I helped to write the letters, so melancholy, so conventional, and expressing so little of our grief, and the while the girls sat weaving wreaths for the dead, and at every hour wreaths and letters of sympathy arrived. The girls went upstairs where the dead lay, and when they returned they told me how beautiful their mother looked. And during those dreadful days, how many times did I refuse to look on her dead! My memory of her was an intensely living thing, and I could not be persuaded to sacrifice it. We thought the day would never come, but it came. There was a copious lunch, cigars were smoked, the crops, the price of lambs, and the hunting, which the frost had much interfered with, were alluded to furtively, and the conversation was interspersed with references to the excellent qualities of the deceased. I remember the weather was beautiful, full of pure sunlight, with the colour of the coming spring in the face of the heavens. And the funeral procession wound along the barren sea road, the lily-covered coffin on a trolley drawn by the estate labourers. That day every slightest line and every colour of that bitter, barren coast impressed themselves on my mind, and I saw more distinctly than I had ever done before the old church with red-brown roofs and square dogmatic tower, the forlorn village, the grey undulations of the dreary hills, whose ring of trees showed aloft like a plume. In the church the faces of the girls were discomposed with grief, and they wept hysterically in each other's arms. The querulous voice of the organ, the hideous hymn, and the grating voice of the aged parson standing in white surplice on the altar-steps! Dear heart! I saw thee in thy garden while others looked unto that sunless hole, while old men, white-haired and tottering, impelled by senile curiosity, pressed forward and looked down into that comfortless hole.

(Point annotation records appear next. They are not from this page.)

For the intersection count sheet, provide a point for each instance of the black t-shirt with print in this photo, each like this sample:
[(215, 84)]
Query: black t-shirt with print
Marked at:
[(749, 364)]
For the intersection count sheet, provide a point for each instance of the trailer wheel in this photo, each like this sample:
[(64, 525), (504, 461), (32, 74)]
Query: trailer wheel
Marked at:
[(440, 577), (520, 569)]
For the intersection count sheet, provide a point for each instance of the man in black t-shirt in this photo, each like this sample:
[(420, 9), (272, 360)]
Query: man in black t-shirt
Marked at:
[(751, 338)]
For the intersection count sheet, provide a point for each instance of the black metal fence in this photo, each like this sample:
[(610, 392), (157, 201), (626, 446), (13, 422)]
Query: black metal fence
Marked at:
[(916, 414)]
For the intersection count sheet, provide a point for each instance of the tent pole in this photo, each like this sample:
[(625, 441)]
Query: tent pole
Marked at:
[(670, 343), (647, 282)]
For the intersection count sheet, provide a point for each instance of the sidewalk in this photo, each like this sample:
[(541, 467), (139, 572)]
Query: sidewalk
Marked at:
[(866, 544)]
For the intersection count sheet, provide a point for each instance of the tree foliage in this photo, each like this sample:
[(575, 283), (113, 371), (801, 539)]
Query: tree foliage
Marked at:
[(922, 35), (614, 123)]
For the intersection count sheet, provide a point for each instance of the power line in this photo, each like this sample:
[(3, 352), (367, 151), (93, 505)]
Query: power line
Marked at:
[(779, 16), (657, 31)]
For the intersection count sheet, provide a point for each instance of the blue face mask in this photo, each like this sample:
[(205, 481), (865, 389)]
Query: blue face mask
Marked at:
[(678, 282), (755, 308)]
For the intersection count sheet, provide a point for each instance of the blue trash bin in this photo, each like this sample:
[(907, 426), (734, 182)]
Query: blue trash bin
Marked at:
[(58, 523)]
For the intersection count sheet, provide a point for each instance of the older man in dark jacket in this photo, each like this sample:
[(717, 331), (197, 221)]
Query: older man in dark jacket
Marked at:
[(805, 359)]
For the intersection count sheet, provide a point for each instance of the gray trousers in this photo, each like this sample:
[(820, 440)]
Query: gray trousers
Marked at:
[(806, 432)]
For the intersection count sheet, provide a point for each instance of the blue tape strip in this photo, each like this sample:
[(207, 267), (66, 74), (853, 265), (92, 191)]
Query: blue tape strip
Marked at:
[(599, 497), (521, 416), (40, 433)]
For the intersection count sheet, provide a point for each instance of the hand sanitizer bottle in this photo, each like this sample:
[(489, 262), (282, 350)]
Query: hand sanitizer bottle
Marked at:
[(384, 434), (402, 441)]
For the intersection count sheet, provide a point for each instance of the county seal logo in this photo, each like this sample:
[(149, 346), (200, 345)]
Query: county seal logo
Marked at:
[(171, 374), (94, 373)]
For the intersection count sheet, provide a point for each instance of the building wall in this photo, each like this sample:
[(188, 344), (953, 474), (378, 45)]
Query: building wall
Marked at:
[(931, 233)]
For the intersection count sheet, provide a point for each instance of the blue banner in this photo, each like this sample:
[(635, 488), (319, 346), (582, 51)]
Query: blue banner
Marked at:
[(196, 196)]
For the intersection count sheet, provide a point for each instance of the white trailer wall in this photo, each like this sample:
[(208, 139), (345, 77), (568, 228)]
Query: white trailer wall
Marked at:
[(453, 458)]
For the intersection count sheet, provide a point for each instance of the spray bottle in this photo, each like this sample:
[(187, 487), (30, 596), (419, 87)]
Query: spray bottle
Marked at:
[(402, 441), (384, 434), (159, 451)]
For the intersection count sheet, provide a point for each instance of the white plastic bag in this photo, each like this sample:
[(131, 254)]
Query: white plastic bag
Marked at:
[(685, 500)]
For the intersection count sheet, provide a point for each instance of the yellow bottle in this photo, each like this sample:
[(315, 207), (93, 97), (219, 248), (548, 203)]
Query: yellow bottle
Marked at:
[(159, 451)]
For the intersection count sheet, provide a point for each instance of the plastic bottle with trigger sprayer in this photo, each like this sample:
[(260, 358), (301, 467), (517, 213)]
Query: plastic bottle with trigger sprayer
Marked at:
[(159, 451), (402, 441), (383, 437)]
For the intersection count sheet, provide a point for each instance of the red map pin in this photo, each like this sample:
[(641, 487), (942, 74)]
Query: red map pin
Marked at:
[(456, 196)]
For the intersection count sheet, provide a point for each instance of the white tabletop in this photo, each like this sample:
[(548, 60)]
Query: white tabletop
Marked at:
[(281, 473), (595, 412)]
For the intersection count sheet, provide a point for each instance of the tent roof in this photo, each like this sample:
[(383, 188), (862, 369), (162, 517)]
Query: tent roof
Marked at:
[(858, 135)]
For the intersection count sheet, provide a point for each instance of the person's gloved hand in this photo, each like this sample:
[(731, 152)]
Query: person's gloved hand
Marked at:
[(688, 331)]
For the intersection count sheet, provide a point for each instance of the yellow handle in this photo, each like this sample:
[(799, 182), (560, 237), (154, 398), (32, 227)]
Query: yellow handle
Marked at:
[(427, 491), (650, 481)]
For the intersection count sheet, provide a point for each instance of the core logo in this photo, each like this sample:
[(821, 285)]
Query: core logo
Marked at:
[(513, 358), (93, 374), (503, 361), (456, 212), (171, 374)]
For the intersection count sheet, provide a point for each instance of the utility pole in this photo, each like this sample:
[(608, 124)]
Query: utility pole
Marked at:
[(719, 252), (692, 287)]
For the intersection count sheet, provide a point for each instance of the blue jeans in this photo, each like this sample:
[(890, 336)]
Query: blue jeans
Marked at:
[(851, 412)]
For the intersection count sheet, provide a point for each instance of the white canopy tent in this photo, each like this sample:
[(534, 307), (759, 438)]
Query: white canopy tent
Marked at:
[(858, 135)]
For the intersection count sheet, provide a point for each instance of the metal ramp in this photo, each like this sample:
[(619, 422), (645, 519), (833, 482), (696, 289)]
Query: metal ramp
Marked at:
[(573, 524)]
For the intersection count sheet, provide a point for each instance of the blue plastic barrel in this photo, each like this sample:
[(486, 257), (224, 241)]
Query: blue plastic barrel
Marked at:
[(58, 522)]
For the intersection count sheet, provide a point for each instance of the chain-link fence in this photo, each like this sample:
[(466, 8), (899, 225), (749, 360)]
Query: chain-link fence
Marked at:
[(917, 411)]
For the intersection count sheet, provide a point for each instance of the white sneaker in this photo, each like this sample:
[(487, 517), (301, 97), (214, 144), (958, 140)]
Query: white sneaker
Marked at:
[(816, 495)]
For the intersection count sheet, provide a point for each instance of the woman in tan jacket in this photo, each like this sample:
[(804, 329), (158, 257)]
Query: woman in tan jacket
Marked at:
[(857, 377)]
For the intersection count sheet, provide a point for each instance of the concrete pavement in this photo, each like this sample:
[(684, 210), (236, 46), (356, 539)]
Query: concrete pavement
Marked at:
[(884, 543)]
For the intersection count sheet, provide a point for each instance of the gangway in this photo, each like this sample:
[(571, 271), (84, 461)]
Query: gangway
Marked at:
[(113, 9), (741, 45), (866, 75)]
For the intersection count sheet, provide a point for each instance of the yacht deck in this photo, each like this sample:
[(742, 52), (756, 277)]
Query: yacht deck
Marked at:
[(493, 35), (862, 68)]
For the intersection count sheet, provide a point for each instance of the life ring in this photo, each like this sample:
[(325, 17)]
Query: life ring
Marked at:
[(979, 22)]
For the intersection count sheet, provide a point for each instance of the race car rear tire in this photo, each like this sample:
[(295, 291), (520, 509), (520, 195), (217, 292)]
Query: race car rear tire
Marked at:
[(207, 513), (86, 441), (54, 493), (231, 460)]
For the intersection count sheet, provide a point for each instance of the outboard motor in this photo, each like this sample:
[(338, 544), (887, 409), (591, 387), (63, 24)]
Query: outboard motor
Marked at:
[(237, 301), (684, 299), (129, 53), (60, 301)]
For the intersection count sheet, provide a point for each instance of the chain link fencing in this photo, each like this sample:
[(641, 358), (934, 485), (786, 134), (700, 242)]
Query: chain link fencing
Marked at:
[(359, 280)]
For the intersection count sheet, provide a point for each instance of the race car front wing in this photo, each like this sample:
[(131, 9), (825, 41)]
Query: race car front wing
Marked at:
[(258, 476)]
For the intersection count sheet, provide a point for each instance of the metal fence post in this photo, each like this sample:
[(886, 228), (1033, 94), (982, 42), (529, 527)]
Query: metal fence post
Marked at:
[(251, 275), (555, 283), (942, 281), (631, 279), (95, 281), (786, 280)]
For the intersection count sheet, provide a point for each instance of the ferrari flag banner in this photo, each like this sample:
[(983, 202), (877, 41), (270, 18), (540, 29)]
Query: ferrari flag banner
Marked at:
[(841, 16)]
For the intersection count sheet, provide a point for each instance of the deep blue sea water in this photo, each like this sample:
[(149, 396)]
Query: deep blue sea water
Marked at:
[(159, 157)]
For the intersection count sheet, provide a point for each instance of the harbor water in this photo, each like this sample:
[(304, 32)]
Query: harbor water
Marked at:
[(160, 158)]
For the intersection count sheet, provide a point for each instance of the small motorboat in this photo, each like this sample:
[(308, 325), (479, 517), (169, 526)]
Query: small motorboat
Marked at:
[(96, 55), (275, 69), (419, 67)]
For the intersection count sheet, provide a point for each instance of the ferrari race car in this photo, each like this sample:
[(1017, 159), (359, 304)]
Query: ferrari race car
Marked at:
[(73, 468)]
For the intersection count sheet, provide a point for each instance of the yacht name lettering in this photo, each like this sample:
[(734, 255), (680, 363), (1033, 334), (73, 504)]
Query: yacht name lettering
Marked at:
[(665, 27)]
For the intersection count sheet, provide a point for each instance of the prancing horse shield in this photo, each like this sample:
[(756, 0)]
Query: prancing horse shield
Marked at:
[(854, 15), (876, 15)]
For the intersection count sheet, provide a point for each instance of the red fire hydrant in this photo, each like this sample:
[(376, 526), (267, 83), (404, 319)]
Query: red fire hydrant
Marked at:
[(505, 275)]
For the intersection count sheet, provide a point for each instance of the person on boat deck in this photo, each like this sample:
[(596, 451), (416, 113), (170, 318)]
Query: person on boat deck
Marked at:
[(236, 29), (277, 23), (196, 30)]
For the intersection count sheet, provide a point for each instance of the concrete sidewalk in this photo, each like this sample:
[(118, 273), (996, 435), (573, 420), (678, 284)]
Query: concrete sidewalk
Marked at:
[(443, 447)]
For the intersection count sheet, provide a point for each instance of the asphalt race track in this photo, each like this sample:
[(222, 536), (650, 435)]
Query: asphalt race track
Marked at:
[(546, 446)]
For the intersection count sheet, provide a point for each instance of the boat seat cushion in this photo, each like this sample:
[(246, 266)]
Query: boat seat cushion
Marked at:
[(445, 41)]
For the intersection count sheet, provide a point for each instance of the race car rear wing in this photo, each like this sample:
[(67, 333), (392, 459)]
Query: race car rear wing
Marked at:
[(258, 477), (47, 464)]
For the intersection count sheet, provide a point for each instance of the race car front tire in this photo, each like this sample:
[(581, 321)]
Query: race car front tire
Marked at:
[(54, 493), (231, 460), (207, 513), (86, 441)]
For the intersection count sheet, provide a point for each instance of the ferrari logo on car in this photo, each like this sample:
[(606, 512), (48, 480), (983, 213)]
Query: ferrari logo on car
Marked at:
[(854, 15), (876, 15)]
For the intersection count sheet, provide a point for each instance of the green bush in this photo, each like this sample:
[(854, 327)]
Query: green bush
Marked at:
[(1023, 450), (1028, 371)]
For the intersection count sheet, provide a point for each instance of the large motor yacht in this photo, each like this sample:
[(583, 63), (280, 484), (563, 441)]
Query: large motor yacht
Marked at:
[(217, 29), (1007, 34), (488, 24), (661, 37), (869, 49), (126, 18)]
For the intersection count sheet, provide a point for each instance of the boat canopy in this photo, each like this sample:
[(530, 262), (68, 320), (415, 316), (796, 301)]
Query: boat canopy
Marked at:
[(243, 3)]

The crowd quickly dispersed; the relatives and the friends of the deceased, as they returned home, sought those who were most agreeable and sympathetic, and matters of private interest were discussed. Those who had come from a distance consulted their watches, and an apology to life was implicit in their looks, and the time they had surrendered to something outside of life evidently struck them as being strangely disproportionate. The sunlight laughed along the sea, and the young corn was thick in the fields; leaves were beginning in the branches, larks rose higher and higher, disappearing in the pale air, and, as we approached the plantations, the amorous cawing of the rooks sounded pleasantly in the ear. The appearance of death in the springtime, at the moment when the world renews its life, touched my soul with that anguish which the familiar spectacle has always and will never fail to cause as long as a human heart beats beneath the heavens. And, dropping behind the chattering crowd that in mourning-weed wended its way through the sad spring landscape, I thought of her whom I had loved so long and should never see again. I thought of memory as a shrine where we can worship without shame, of friendship, and of the pure escapement it offers us from our natural instincts; I remembered that there is love other than that which the young man offers to her he would take to wife, and I knew how much more intense and strangely personal was my love of her than the love which that day I saw the world offering to its creatures.